In Figure 7A, we examine TC‐25 formation with the ATS mutation CY134 in the absence of a divalent metal ion. Unlike wild‐type transposase, CY134 forms TC‐25 at high levels with Mut‐C and Mut‐F (compare lanes 3, 4 and 5). The absence of TC‐25 formation with the IE oligomer (lane 6) indicates that the effect of the CY134 mutation is to increase the stability of the DEBc on a suboptimal target site as opposed to increasing the stability of DEBc on DNA sequences which bear no resemblance to the Tn10 target consensus.
In Figure 7B, we examine TC‐25 formation with HisG1 and Exc+Int− mutants and Exc+Int−/CY134 double mutants. Neither of the Exc+Int− mutants form significant levels of TC‐25 in the presence or absence of a divalent metal ion, although, specifically in the absence of a divalent metal ion, both mutants form significant levels of TC‐OE (lanes 5 and 11). These observations are consistent with the idea that while these mutants can still form target capture complex, they are defective in (HisG1) target site selection. Experiments with supercoiled target plasmid confirm that these mutants can form target capture complexes and, as expected, these complexes are sensitive to challenge with competitor DNA (data not shown). Other members of the Exc+Int− class that we have examined, including DE100, RH243 and EK263, behave similarly to PS167 and RQ106 with respect to TC‐25 formation and target capture using a supercoiled plasmid (data not shown). Bolland and Kleckner (1996) have identified an Exc+Int− mutant (KA299) which fails to capture a supercoiled plasmid target, indicating that not all Exc+Int− mutants behave in the same way with respect to interactions with target DNA.

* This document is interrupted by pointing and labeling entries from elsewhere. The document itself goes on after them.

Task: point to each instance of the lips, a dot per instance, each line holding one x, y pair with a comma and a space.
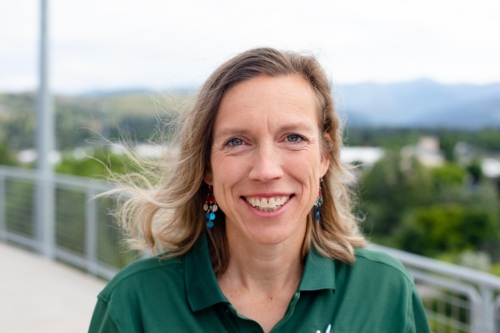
267, 204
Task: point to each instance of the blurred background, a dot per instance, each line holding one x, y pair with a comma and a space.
416, 82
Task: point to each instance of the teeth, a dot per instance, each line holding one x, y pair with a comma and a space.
267, 204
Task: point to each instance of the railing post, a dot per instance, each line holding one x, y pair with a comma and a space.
488, 305
91, 232
44, 208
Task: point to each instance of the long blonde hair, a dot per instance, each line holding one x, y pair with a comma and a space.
168, 216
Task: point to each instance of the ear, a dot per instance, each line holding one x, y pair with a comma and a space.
208, 177
325, 156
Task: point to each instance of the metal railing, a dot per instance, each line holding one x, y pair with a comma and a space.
83, 234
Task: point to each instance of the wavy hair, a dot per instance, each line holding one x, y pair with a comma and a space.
168, 216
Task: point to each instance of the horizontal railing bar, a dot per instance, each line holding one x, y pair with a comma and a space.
440, 267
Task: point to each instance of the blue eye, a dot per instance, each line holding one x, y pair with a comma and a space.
294, 138
234, 142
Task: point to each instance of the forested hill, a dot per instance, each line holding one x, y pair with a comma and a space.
139, 113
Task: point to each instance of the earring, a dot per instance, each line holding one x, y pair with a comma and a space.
319, 202
210, 207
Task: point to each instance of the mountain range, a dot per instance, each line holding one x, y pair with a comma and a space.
420, 103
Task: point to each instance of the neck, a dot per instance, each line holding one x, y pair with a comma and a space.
256, 266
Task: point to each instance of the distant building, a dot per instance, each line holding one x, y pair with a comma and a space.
426, 151
363, 156
491, 168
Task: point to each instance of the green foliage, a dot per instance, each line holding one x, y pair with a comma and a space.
430, 211
387, 191
6, 156
97, 165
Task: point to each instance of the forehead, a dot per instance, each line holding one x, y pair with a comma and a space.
282, 96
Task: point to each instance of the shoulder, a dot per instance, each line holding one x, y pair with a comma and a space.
144, 272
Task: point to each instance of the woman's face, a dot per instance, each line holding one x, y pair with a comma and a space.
267, 159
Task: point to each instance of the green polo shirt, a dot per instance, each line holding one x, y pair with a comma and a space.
376, 294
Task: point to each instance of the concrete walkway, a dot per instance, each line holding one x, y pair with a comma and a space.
39, 295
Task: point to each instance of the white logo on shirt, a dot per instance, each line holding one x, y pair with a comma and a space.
327, 329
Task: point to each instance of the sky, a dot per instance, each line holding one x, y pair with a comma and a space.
164, 44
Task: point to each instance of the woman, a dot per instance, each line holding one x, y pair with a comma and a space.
255, 220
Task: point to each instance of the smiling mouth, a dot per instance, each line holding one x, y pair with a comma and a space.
268, 204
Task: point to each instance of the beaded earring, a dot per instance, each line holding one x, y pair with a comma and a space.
318, 203
210, 207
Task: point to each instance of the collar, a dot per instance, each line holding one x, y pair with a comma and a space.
203, 290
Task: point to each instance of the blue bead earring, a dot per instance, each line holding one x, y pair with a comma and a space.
318, 203
210, 207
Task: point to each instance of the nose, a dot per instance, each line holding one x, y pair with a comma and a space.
266, 163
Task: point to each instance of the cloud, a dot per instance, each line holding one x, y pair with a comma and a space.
160, 44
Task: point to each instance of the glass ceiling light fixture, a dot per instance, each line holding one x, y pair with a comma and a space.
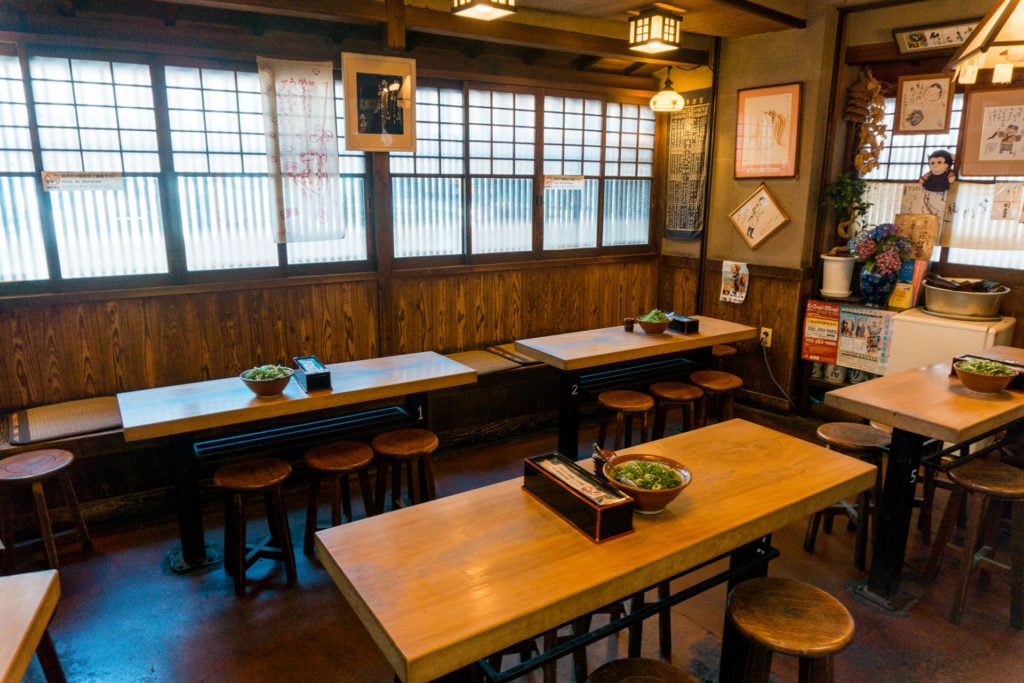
996, 43
654, 30
483, 9
668, 99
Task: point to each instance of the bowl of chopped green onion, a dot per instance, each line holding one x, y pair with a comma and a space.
652, 481
983, 376
266, 381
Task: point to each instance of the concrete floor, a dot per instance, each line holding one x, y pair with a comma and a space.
125, 616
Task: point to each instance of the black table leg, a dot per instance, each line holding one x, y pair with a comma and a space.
194, 553
568, 415
894, 521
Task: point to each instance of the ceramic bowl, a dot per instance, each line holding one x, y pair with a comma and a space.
646, 502
264, 388
983, 383
653, 328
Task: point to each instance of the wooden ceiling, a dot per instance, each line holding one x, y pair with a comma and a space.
582, 35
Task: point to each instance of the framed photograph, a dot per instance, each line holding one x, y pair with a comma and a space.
758, 216
924, 103
927, 39
380, 107
992, 133
768, 131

CY134 was identified previously as an intragenic second site suppressor to both PS167 and RQ106 (Junop et al., 1994). If CY134 suppresses these mutations by specifically affecting target site selection, as opposed to influencing another step, then the double mutants should show increased levels of TC‐25 formation. This result is observed with PS167/CY134 (Figure 7B, compare lanes 11 and 14); however, formation of TC‐25 with RQ106/CY134 requires a divalent metal ion (lane 9).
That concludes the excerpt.